For a static electric field we have

$$\begin{equation}\label{eqn:spinThreeHalvesNucleus:160} \spacegrad^2 \phi = -\frac{\rho}{\epsilon_0}, \end{equation}$$

but are evaluating it at a point away from the generating charge distribution, so $\spacegrad^2 \phi = 0$ at that point.

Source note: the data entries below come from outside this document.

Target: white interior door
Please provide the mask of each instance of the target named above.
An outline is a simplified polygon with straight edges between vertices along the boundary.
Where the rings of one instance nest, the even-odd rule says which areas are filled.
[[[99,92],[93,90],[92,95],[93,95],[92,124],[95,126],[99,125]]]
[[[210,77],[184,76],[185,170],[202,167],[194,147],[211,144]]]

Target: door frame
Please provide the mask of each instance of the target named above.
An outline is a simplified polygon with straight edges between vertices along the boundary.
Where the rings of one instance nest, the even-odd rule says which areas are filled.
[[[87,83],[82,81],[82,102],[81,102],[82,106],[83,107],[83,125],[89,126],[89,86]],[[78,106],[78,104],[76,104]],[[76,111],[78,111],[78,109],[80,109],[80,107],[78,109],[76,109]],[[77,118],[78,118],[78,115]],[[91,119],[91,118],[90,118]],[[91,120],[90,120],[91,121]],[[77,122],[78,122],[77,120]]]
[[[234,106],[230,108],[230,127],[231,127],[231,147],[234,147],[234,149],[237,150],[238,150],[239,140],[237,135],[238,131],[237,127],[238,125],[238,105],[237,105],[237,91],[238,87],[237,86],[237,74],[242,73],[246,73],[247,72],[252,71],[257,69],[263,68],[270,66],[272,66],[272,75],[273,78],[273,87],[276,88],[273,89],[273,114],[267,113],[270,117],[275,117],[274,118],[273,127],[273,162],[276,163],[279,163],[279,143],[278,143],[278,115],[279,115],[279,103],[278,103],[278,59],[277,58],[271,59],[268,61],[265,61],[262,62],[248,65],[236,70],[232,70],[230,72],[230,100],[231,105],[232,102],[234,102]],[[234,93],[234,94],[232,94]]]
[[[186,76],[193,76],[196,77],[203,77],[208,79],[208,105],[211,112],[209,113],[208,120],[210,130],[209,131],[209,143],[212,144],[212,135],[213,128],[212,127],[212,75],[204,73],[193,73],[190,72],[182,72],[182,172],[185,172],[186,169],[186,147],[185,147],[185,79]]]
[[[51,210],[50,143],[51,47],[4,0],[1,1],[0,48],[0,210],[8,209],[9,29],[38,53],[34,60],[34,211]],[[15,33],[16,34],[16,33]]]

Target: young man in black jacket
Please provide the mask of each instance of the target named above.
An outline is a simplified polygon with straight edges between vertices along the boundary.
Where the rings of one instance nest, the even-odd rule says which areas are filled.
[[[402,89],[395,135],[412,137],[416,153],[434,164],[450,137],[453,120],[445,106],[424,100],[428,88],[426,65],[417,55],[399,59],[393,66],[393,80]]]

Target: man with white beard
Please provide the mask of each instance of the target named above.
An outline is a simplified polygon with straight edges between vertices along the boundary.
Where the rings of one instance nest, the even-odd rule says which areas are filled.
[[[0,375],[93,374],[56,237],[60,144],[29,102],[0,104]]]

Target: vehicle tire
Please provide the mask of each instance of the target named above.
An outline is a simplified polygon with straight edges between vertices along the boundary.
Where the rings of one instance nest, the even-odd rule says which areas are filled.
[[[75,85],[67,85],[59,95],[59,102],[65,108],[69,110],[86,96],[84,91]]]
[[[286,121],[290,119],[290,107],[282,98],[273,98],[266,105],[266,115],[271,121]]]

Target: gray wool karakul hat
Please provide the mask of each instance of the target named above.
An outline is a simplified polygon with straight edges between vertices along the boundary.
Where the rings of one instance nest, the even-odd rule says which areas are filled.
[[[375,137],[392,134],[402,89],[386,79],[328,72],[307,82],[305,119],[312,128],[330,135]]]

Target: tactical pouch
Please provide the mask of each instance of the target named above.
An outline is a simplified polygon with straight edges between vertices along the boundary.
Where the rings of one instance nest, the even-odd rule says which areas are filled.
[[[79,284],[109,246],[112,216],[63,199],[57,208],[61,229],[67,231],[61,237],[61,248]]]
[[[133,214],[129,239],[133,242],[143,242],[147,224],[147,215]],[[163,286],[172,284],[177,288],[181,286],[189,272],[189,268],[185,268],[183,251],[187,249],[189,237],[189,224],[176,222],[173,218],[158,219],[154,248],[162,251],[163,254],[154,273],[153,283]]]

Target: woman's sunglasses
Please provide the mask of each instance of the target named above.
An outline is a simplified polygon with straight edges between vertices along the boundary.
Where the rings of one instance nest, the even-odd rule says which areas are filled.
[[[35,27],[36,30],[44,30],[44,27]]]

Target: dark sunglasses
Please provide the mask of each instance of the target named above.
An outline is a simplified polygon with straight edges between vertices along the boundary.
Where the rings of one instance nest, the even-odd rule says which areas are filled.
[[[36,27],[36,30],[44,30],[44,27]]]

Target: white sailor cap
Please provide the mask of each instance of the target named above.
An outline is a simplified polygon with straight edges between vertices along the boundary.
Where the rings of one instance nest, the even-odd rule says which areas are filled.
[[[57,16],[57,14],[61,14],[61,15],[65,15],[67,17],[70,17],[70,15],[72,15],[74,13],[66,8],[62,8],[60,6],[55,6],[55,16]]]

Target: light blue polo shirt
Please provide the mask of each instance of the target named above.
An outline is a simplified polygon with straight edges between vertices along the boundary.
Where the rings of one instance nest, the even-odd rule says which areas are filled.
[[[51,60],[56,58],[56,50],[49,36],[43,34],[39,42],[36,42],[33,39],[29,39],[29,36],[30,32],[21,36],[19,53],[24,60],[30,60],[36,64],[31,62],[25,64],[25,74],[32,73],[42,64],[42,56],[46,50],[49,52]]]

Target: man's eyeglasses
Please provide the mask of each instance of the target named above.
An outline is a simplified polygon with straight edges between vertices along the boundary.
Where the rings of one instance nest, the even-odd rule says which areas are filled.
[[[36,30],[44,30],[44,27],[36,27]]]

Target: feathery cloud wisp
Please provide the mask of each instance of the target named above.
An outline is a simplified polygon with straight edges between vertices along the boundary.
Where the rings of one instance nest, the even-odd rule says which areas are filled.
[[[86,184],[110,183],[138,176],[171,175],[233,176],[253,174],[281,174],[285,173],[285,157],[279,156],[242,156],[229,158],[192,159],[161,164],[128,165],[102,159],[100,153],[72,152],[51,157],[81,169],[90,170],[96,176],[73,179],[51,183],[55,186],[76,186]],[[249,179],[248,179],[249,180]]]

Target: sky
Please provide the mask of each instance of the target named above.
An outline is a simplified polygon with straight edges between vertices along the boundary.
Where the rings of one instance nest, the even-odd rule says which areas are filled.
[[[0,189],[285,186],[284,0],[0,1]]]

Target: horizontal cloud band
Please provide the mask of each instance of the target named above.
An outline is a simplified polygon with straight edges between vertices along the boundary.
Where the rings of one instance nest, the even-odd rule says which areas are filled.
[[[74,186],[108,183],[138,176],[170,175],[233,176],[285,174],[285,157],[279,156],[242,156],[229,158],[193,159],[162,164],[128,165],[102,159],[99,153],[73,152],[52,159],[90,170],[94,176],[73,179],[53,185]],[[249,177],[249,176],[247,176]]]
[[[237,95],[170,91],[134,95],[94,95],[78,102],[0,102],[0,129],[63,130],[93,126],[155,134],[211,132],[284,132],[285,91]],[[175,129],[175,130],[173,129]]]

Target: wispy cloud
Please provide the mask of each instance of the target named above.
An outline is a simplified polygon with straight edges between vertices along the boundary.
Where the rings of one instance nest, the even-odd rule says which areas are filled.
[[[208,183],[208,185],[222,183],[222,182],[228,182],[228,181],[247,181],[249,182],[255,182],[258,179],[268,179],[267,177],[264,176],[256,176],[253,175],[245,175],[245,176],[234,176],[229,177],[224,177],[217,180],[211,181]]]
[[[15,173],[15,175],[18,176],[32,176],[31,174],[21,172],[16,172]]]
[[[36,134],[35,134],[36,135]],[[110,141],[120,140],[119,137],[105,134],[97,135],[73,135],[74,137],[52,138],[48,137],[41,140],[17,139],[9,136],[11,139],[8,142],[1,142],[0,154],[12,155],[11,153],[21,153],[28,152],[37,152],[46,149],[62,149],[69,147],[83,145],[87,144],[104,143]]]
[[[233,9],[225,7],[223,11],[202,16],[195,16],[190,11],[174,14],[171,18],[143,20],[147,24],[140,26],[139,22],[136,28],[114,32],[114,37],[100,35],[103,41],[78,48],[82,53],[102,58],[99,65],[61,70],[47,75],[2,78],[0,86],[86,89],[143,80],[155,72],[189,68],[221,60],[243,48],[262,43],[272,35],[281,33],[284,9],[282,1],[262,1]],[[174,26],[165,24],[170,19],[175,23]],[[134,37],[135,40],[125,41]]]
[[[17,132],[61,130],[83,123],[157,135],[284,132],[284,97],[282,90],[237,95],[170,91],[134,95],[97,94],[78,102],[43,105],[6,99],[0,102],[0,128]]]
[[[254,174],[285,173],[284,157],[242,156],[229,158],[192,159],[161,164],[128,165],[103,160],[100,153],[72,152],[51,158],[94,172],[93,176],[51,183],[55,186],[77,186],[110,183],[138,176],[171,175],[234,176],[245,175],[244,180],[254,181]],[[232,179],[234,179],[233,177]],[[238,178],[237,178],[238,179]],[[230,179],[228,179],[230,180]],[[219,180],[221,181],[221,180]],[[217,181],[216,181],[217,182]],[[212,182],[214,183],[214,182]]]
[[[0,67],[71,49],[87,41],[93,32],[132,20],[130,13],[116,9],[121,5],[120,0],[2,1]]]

This gives

$$\begin{equation}\label{eqn:spinThreeHalvesNucleus:180} H = \frac{e Q}{4 s(s-1) \Hbar^2} \biglr{ \inv{2} \lr{ \lr{\PDSq{x}{\phi}}_0 -\lr{\PDSq{y}{\phi}}_0 } \lr{ S_{+}^2 + S_{-}^2 } + \lr{ \lr{\PDSq{x}{\phi}}_0 + \lr{\PDSq{y}{\phi}}_0 } (\BS^2 – 3 S_z^2) }, \end{equation}$$

so
$$\begin{equation}\label{eqn:spinThreeHalvesNucleus:200} A = -\frac{e Q}{4 s(s-1) \Hbar^2} \lr{ \lr{\PDSq{x}{\phi}}_0 + \lr{\PDSq{y}{\phi}}_0 } \end{equation}$$
$$\begin{equation}\label{eqn:spinThreeHalvesNucleus:220} B = \frac{e Q}{8 s(s-1) \Hbar^2} \lr{ \lr{\PDSq{x}{\phi}}_0 – \lr{\PDSq{y}{\phi}}_0 }. \end{equation}$$

A: energy eigenvalues

Using sakuraiProblem3.33.nb, matrix representations for the spin three halves operators and the Hamiltonian were constructed with respect to the basis $\setlr{ \ket{3/2}, \ket{1/2}, \ket{-1/2}, \ket{-3/2} }$

$$\begin{equation}\label{eqn:spinThreeHalvesNucleus:240} \begin{aligned} S_{+} &= \Hbar \begin{bmatrix} 0 & \sqrt{3} & 0 & 0 \\ 0 & 0 & 2 & 0 \\ 0 & 0 & 0 & \sqrt{3} \\ 0 & 0 & 0 & 0 \\ \end{bmatrix} \\ S_{-} &= \Hbar \begin{bmatrix} 0 & 0 & 0 & 0 \\ \sqrt{3} & 0 & 0 & 0 \\ 0 & 2 & 0 & 0 \\ 0 & 0 & \sqrt{3} & 0 \\ \end{bmatrix} \\ S_x &= \Hbar \begin{bmatrix} 0 & \sqrt{3}/2 & 0 & 0 \\ \sqrt{3}/2 & 0 & 1 & 0 \\ 0 & 1 & 0 & \sqrt{3}/2 \\ 0 & 0 & \sqrt{3}/2 & 0 \\ \end{bmatrix} \\ S_y &= i \Hbar \begin{bmatrix} 0 & -\ifrac{\sqrt{3}}{2} & 0 & 0 \\ \ifrac{\sqrt{3}}{2} & 0 & -1 & 0 \\ 0 & 1 & 0 & -\ifrac{\sqrt{3}}{2} \\ 0 & 0 & \ifrac{\sqrt{3}}{2} & 0 \\ \end{bmatrix} \\ S_z &= \frac{\Hbar}{2} \begin{bmatrix} 3 & 0 & 0 & 0 \\ 0 & 1 & 0 & 0 \\ 0 & 0 & -1 & 0 \\ 0 & 0 & 0 & -3 \\ \end{bmatrix} \\ H &= \begin{bmatrix} 3 A & 0 & 2 \sqrt{3} B & 0 \\ 0 & -3 A & 0 & 2 \sqrt{3} B \\ 2 \sqrt{3} B & 0 & -3 A & 0 \\ 0 & 2 \sqrt{3} B & 0 & 3 A \\ \end{bmatrix}. \end{aligned} \end{equation}$$

The energy eigenvalues are found to be

$$\begin{equation}\label{eqn:spinThreeHalvesNucleus:260} E = \pm \Hbar^2 \sqrt{9 A^2 + 12 B^2 }, \end{equation}$$

with two fold degeneracies for each eigenvalue.

References

[1] Jun John Sakurai and Jim J Napolitano. Modern quantum mechanics. Pearson Higher Ed, 2014.